Maíra: É muito mágico, né? Assim que essas mudanças climáticas fiquem tão registradas. E aí eu queria perguntar, para quem não conhece a área de paleoceanografia. Acho que o melhor jeito de explicar o que é paleoceanografia é desmembrar a palavra: ”paleo” quer dizer..

Felipe: que aconteceu no passado, e esse passado pode ser um passado geológico, distante, ou um passado mais recente. 

Maíra: E aí o “oceano”, claro, pelo estudo dos oceanos. E “grafia” do estudo. Então vocês estudam os mares do passado para poder entender exatamente, como nesse caso do clima, como que pode ser, como pode agir o clima do futuro, é isso? 

Felipe: É isso gente tenta jogar, ver as grandes modificações, e prever quais são as consequências pro futuro. E nesse caso, acho que a Maria comentou, quer dizer, a gente tá jogando, desde o século XX, uma quantidade absurda de gases do efeito estufa. A gente fala muito do CO2, mas não é só o CO2, né? A gente tá inserindo outros gases que também contribuem para um aquecimento, por exemplo, o metano é um gás extremamente danoso pro aumento da temperatura do planeta, né? E a gente tem essas emissões extremamente elevadas. Uma consequência direta que se coloca muito nisso é variação do nível do mar, ou seja,quando começa a derreter mantos de gelo sobre o continente – lembrando que gelo marinho você derrete o nível do mar não sobe, porque ele já tá ali. Se você botar um cubo de gelo num copo d’água, ele vai derreter e o copo d’água vai continuar com o mesmo volume –  porém o aquecimento do mar faz com que a água dilate, a água mais quente também dilata, e quando você derrete gelo sobre o continente vai aumentar o volume de água nos oceanos.
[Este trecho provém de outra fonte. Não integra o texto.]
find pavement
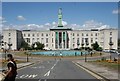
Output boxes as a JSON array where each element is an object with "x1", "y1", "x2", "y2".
[
  {"x1": 0, "y1": 52, "x2": 120, "y2": 81},
  {"x1": 74, "y1": 60, "x2": 118, "y2": 79}
]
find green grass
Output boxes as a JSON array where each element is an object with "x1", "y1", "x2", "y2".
[{"x1": 88, "y1": 61, "x2": 120, "y2": 70}]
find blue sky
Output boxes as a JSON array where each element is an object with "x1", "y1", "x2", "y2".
[{"x1": 2, "y1": 2, "x2": 118, "y2": 30}]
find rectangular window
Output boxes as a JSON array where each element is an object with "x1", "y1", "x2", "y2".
[
  {"x1": 46, "y1": 34, "x2": 48, "y2": 37},
  {"x1": 8, "y1": 33, "x2": 11, "y2": 36},
  {"x1": 86, "y1": 34, "x2": 88, "y2": 36},
  {"x1": 41, "y1": 33, "x2": 44, "y2": 36},
  {"x1": 37, "y1": 33, "x2": 39, "y2": 37},
  {"x1": 37, "y1": 38, "x2": 39, "y2": 41},
  {"x1": 82, "y1": 33, "x2": 84, "y2": 36},
  {"x1": 24, "y1": 34, "x2": 26, "y2": 37},
  {"x1": 73, "y1": 38, "x2": 75, "y2": 43},
  {"x1": 41, "y1": 38, "x2": 44, "y2": 43},
  {"x1": 91, "y1": 38, "x2": 93, "y2": 43},
  {"x1": 32, "y1": 38, "x2": 35, "y2": 43},
  {"x1": 52, "y1": 38, "x2": 54, "y2": 43},
  {"x1": 82, "y1": 38, "x2": 84, "y2": 43},
  {"x1": 73, "y1": 33, "x2": 75, "y2": 36},
  {"x1": 46, "y1": 44, "x2": 48, "y2": 47},
  {"x1": 26, "y1": 38, "x2": 30, "y2": 43},
  {"x1": 33, "y1": 34, "x2": 35, "y2": 37},
  {"x1": 46, "y1": 38, "x2": 48, "y2": 43},
  {"x1": 110, "y1": 37, "x2": 112, "y2": 43},
  {"x1": 110, "y1": 32, "x2": 112, "y2": 35},
  {"x1": 95, "y1": 33, "x2": 97, "y2": 36},
  {"x1": 91, "y1": 33, "x2": 93, "y2": 36},
  {"x1": 28, "y1": 34, "x2": 30, "y2": 37},
  {"x1": 8, "y1": 38, "x2": 11, "y2": 43}
]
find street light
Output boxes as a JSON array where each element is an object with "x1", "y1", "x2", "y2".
[
  {"x1": 109, "y1": 41, "x2": 113, "y2": 60},
  {"x1": 4, "y1": 42, "x2": 7, "y2": 60}
]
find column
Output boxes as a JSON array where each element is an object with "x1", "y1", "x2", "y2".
[
  {"x1": 65, "y1": 32, "x2": 67, "y2": 49},
  {"x1": 57, "y1": 32, "x2": 59, "y2": 49},
  {"x1": 62, "y1": 32, "x2": 64, "y2": 49}
]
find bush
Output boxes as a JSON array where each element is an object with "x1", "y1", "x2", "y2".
[{"x1": 101, "y1": 57, "x2": 106, "y2": 61}]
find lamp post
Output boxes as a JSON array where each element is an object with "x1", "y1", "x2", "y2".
[
  {"x1": 109, "y1": 41, "x2": 113, "y2": 60},
  {"x1": 77, "y1": 40, "x2": 80, "y2": 49},
  {"x1": 8, "y1": 43, "x2": 12, "y2": 50},
  {"x1": 4, "y1": 42, "x2": 7, "y2": 60}
]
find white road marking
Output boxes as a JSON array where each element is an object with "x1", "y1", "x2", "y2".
[
  {"x1": 44, "y1": 70, "x2": 50, "y2": 76},
  {"x1": 31, "y1": 66, "x2": 45, "y2": 69},
  {"x1": 20, "y1": 74, "x2": 38, "y2": 78},
  {"x1": 44, "y1": 60, "x2": 59, "y2": 76},
  {"x1": 73, "y1": 62, "x2": 105, "y2": 81}
]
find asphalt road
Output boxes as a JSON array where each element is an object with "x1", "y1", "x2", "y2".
[{"x1": 16, "y1": 59, "x2": 100, "y2": 81}]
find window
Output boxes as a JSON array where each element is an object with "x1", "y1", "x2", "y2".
[
  {"x1": 41, "y1": 33, "x2": 44, "y2": 36},
  {"x1": 24, "y1": 34, "x2": 26, "y2": 37},
  {"x1": 28, "y1": 34, "x2": 30, "y2": 37},
  {"x1": 26, "y1": 38, "x2": 30, "y2": 43},
  {"x1": 77, "y1": 38, "x2": 80, "y2": 46},
  {"x1": 46, "y1": 38, "x2": 48, "y2": 43},
  {"x1": 91, "y1": 33, "x2": 93, "y2": 36},
  {"x1": 73, "y1": 33, "x2": 75, "y2": 36},
  {"x1": 82, "y1": 38, "x2": 84, "y2": 43},
  {"x1": 41, "y1": 38, "x2": 44, "y2": 43},
  {"x1": 8, "y1": 33, "x2": 11, "y2": 36},
  {"x1": 86, "y1": 34, "x2": 88, "y2": 36},
  {"x1": 46, "y1": 34, "x2": 48, "y2": 37},
  {"x1": 82, "y1": 33, "x2": 84, "y2": 36},
  {"x1": 73, "y1": 38, "x2": 75, "y2": 43},
  {"x1": 37, "y1": 38, "x2": 39, "y2": 41},
  {"x1": 52, "y1": 38, "x2": 54, "y2": 43},
  {"x1": 8, "y1": 38, "x2": 11, "y2": 43},
  {"x1": 110, "y1": 37, "x2": 112, "y2": 43},
  {"x1": 33, "y1": 34, "x2": 35, "y2": 37},
  {"x1": 73, "y1": 44, "x2": 75, "y2": 48},
  {"x1": 91, "y1": 38, "x2": 93, "y2": 43},
  {"x1": 110, "y1": 32, "x2": 112, "y2": 35},
  {"x1": 32, "y1": 38, "x2": 35, "y2": 43},
  {"x1": 46, "y1": 44, "x2": 48, "y2": 47},
  {"x1": 37, "y1": 33, "x2": 39, "y2": 37},
  {"x1": 95, "y1": 33, "x2": 97, "y2": 36}
]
Maíra: Porque não estava dentro do oceano, ele vai pro oceano fazendo mais volume.

Felipe: Isso. Em torno de 60% ou mais da população Global vive até 100 Km da linha de costa. Então você imagina que se a gente aumentar 1 metro, que não é muito, você vai ter uma migração climática de bilhões de pessoas para algum lugar.

Maíra: Quando fala em “aumentar um metro” não quer dizer que [o mar] vai um metro para trás, quer dizer que ele vai aumentar em altitude, em profundidade. Iisso quer dizer que a linha d’água vamos falar assim, vai muito mais para trás, muito além, invadindo o litoral.

Felipe: correto. Quem estiver no nível, ou tudo o que estiver o nível do mar atual vai ser inundado, então isso pode ir quilômetros adentro do continente. 

Karen: Ah, mas acho uma coisa que eu acho que o Felipe falou e talvez pra quem não é da área não fique muito claro: “como que você vai estudar oceanos do passado e se esses oceanos não existem mais?”. 

Maíra: Ah, chegamos de um bom ponto Karen. Como?

Karen: Através dos sedimentos de fundo marinho. Desde o sedimento do fundo marinho a tudo que está na coluna da água, vai afundar, vai chegar no fundo do mar. Em média, a gente tem uma sedimentação de que a cada 1.000 anos sedimenta 1 cm de sedimento, então ao longo do tempo a gente tem quilômetros de sedimento depositados no fundo marinho. E aí a gente vai lá com o navio faz uma amostragem puxando, com um piston core. Você coloca um um cano, genericamente falando, e traz aquele cano cheio de sedimento. Na base do cano estão sedimentos mais antigos e conforme você vai subindo no cano, os sentimentos mais novos. E aí você abre esse material e estuda. Então é isso que a gente estuda em oceanografia geológica, em paleoceanografia. Você estuda esse segmentos e esses sedimentos ficam registrados. Pela composição química do material a gente pode ter noções de paleotemperatura, paleossalinidade, paleoprodutividade, a gente consegue saber qual é a massa d’água, se a massa da água que estava lá em determinado período é a mesma que a gente tem hoje, se não, porque mudou ao longo do tempo. Todos os estudos são feitos com base principalmente em sedimentos marinhos. 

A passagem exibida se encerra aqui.